Fashion is often considered the more frivolous and aloof corner of the design world, but the collective patterns that emerge there carry real meaning. What we wear to armor, costume, or camouflage ourselves in day-to-day life is less peacock and more canary in a coal mine: an early indicator of things to come; a response to the hidden, atmospheric changes afoot. Ayesha A. Siddiqi (one of the best trend forecasters/analysts around) reflects on what the styles of the twenty-teens say about our times and anxieties: " The retro tech futurism of the 90s is an appealing era to mine for aesthetics now because the future as imagined from the 90s was so safe. All the electronics were colorful and hardwearing. A deep contrast to the millennium we did reach, where our screens are spies ready to slice our thumbs with their shatter prone cracked glass."
An op-ed in The New York Times cites research from MIT and other sources to argue that automation may have a pernicious domino effect: first hollowing out working class labor jobs, which then drives the economically and spiritually depressed cohort to seek political remedies. Some of the connections made in the column are a bit spurious, but the idea that economies are being remapped by automation faster than many in the labor market can keep up is sound, borne out by data and anecdote alike.
There's yet another food delivery robot (this time from Postmates) entering the market, despite the risky lives of such machines: bursting into flames one day, getting vandalized another.

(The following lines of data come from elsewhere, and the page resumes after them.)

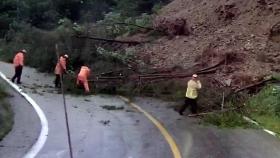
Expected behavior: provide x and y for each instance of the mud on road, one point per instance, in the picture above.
(105, 126)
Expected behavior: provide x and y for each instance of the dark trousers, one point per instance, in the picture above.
(192, 103)
(18, 72)
(57, 81)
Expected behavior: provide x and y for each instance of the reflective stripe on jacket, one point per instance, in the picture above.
(192, 89)
(60, 67)
(83, 77)
(18, 59)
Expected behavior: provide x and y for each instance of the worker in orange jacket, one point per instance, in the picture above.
(82, 79)
(18, 64)
(60, 69)
(191, 95)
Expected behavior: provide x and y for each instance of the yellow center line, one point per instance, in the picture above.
(164, 132)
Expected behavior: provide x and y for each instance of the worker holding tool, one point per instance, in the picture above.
(191, 95)
(60, 69)
(18, 64)
(82, 79)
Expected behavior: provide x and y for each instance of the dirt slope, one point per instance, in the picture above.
(237, 29)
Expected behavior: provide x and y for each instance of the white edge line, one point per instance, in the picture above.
(38, 145)
(256, 123)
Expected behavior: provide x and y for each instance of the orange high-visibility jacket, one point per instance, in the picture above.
(60, 66)
(18, 59)
(83, 77)
(193, 86)
(84, 73)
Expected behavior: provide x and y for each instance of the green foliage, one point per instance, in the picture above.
(122, 57)
(115, 24)
(6, 114)
(267, 102)
(265, 107)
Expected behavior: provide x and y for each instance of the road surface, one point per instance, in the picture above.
(26, 128)
(127, 133)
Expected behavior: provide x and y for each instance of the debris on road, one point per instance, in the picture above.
(112, 107)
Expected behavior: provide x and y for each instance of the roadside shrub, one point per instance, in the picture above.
(6, 114)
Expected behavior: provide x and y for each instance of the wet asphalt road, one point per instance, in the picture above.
(26, 128)
(101, 133)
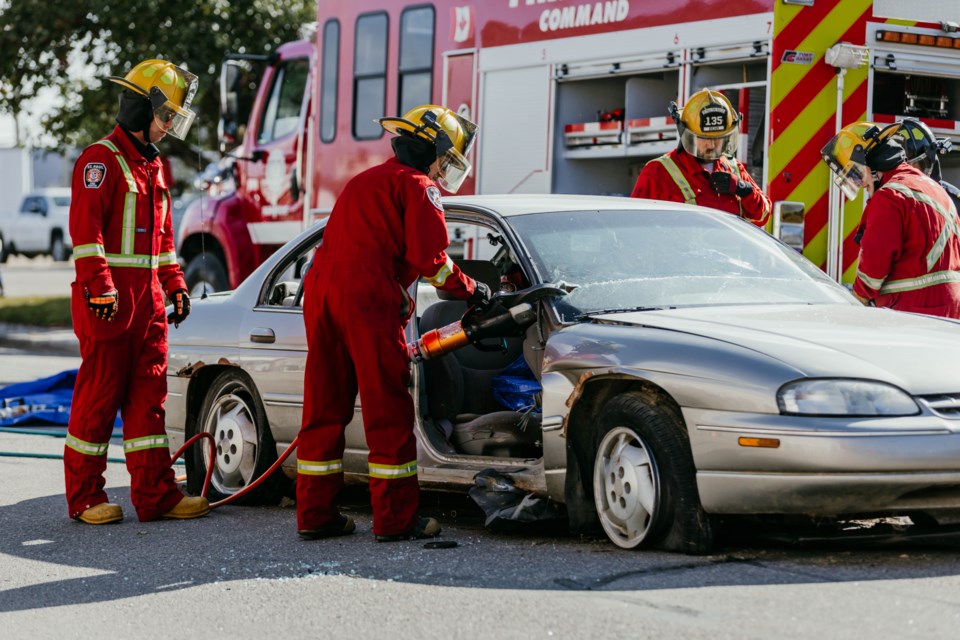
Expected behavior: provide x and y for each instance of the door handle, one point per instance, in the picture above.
(263, 335)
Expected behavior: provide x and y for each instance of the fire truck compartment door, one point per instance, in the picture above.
(925, 64)
(515, 134)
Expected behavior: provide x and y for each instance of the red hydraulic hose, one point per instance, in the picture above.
(206, 481)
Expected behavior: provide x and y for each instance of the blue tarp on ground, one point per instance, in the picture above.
(43, 401)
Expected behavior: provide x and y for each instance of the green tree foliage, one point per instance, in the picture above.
(40, 41)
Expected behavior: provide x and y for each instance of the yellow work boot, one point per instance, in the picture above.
(103, 513)
(189, 507)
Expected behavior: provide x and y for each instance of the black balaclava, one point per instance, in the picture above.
(135, 115)
(885, 156)
(414, 151)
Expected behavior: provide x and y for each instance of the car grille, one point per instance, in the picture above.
(945, 406)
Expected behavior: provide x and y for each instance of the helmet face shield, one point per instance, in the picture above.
(451, 134)
(454, 169)
(845, 155)
(170, 90)
(707, 149)
(850, 179)
(709, 126)
(179, 120)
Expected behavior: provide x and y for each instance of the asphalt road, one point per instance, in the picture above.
(243, 573)
(40, 276)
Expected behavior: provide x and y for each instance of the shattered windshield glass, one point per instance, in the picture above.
(624, 260)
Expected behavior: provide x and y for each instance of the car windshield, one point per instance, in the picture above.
(623, 260)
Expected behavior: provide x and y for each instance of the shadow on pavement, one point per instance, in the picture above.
(243, 543)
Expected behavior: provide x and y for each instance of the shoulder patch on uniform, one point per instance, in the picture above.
(93, 175)
(434, 194)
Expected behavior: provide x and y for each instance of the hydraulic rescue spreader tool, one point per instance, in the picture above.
(506, 314)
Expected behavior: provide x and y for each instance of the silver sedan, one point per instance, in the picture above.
(696, 367)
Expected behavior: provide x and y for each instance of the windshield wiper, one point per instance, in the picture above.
(599, 312)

Past CLEAR design lab client RightHand Robotics has just raised $23MM in Series B funding. The company develops and manufactures robotic systems for applications like piece picking of goods for e-commerce operations. Whether it's packing boxes in a fulfillment center warehouse or scrubbing the floors of cavernous brick and mortar retailers, more companies see strategic investments in robotic systems as a necessity for staying competitive or coping with regional labor shortages.
Some would-be, could-be social media influencers are faking sponsored content posts to appear more successful.
The year in memes, as reported by WIRED UK.